Ennode est souvent excessif lorsqu’il manifeste son affection et la dramatisation de l’épître est elle-même emphatique. Toutefois, il serait malvenu de ne voir ici qu’un simulacre de tragédie qui finirait par tourner la religieuse en ridicule, ce qui n’est pas l’objectif d’Ennode.
Circa metas uotorum : « sur le point d’atteindre les bornes de mes vœux », c’est-à-dire de « réaliser mes vœux ».
Iam de area : « alors qu’il était déjà sur l’aire », c’est-à-dire « alors qu’il était déjà à ma portée ».
Effet de dramatisation qui se traduit par un changement de style. Ennode s’exerce au style intense et bref du théâtre tragique : on reconnaît le vocabulaire de la tragédie (tragoediam, aestus, dolor, etc…) mais aussi son rythme (notons par exemple les clausules iambiques : -tus effugit ; -tragoediam uocas).
Ennode aurait donc deux raisons d’être attaché à la ville dont il sera l’évêque quelques années plus tard : le souvenir de l’évêque de Pavie Épiphane dont il fut le secrétaire et l’hagiographe mais aussi… Speciosa. L’éloge est tellement excessif qu’il ne saurait être une simple marque d’amitié épistolaire.
Religionis loca : l’expression est employée par Jérôme dans l’epist. 130, 19 à Démétriade pour désigner les lieux de cultes et les monastères.
Le uir illustris Erduic était probablement un dignitaire goth de la cour de Ravenne. Il n’est connu que par cette lettre d’Ennode (PLRE, « Erduic », p. 399-400 ; PCBE II, « Erduic », p. 658-659). Il faut peut-être l’identifier avec Herduic, Gothorum nobilissimi envoyé par Théodoric pour négocier avec Traseric près de Sirmium en 504 (voir Ennod. opusc. 1, 12 ; PLRE, « Herduic », 545-546).
Mot à mot : « sous l’ombre de la personne que je viens de citer ».

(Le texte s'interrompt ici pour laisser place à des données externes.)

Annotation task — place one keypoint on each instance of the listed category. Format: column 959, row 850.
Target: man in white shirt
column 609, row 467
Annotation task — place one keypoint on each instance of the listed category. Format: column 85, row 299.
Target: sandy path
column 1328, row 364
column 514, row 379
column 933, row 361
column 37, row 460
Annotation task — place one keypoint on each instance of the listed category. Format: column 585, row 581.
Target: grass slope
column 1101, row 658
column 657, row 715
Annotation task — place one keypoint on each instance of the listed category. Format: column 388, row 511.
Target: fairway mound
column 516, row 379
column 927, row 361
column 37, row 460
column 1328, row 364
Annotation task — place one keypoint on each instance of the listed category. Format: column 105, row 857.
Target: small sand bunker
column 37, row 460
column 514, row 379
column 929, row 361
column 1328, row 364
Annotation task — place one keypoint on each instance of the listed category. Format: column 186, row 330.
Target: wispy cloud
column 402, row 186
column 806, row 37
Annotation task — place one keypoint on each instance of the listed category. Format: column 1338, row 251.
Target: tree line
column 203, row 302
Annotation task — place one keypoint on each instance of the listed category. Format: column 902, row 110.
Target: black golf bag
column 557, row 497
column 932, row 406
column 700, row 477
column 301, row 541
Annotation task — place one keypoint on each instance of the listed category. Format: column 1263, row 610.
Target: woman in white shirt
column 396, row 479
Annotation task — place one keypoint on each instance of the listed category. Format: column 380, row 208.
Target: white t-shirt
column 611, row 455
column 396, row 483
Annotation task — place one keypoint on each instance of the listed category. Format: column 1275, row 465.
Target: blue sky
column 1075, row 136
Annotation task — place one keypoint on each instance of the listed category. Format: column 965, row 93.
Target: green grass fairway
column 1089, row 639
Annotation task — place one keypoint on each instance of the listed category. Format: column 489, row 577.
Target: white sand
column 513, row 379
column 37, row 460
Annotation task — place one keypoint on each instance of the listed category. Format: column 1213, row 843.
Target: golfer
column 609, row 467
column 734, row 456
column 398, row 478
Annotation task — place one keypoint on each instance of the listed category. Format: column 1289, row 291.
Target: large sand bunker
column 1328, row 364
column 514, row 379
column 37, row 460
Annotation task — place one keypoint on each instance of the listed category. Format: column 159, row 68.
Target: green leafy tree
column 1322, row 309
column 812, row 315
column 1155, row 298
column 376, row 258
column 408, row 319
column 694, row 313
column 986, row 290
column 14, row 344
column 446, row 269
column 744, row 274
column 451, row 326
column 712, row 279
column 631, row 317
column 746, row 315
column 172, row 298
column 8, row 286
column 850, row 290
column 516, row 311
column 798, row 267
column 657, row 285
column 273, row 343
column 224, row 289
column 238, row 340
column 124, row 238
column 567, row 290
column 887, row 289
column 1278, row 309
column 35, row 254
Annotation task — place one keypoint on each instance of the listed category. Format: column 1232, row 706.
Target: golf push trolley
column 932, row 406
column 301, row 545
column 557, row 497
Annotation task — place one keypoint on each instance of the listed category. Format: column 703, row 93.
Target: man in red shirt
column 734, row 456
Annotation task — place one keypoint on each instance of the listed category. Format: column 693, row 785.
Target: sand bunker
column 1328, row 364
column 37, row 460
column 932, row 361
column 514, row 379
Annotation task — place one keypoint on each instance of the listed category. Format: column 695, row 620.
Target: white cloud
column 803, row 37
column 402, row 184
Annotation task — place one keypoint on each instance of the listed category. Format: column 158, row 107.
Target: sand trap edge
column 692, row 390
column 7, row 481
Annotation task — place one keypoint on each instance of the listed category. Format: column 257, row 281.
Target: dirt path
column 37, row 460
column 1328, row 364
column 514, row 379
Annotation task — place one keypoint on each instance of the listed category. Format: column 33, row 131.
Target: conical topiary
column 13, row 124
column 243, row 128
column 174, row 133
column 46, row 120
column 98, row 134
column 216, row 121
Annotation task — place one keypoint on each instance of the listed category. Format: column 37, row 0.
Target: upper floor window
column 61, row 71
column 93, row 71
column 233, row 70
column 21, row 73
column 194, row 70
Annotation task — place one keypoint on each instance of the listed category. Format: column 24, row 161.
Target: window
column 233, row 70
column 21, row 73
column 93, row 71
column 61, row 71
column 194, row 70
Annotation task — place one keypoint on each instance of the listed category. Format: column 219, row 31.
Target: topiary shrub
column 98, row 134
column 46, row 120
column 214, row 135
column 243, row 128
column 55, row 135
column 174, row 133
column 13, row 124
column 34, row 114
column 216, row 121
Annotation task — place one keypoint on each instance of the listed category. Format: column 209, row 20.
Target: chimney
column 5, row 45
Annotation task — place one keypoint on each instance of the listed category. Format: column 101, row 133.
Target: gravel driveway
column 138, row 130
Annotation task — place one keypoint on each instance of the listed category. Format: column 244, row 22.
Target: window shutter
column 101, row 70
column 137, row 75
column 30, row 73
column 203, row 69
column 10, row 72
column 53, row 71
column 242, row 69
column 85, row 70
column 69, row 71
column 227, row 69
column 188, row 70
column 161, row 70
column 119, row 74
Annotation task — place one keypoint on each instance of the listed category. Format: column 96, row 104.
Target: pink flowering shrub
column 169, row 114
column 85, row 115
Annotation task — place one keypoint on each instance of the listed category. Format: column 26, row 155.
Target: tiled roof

Dans le latin tardif, « on substitue volontiers si à ne ou num » dans les propositions interrogatives indirectes (voir Dubois, p. 441). Si cet emploi est présenté parfois comme un trait de la langue vulgaire, « on peut se demander si ce n’est pas là un emprunt direct fait au grec par les poètes comiques » (O. Riemann et H. Goelzer, Grammaire comparée du grec et du latin, 1901, p. 409).
La mission du porteur consiste à porter la lettre mais aussi à en expliciter le contenu, à dire de vive voix tout ce que l’épistolier n’a pas écrit par prudence ou souci esthétique. Ennode fait souvent référence à cet usage en rappelant à ses destinataires qu’ils ne doivent pas s’en tenir au texte mais qu’ils doivent écouter le porteur (voir commentaire, chapitre 3, p. 117-120).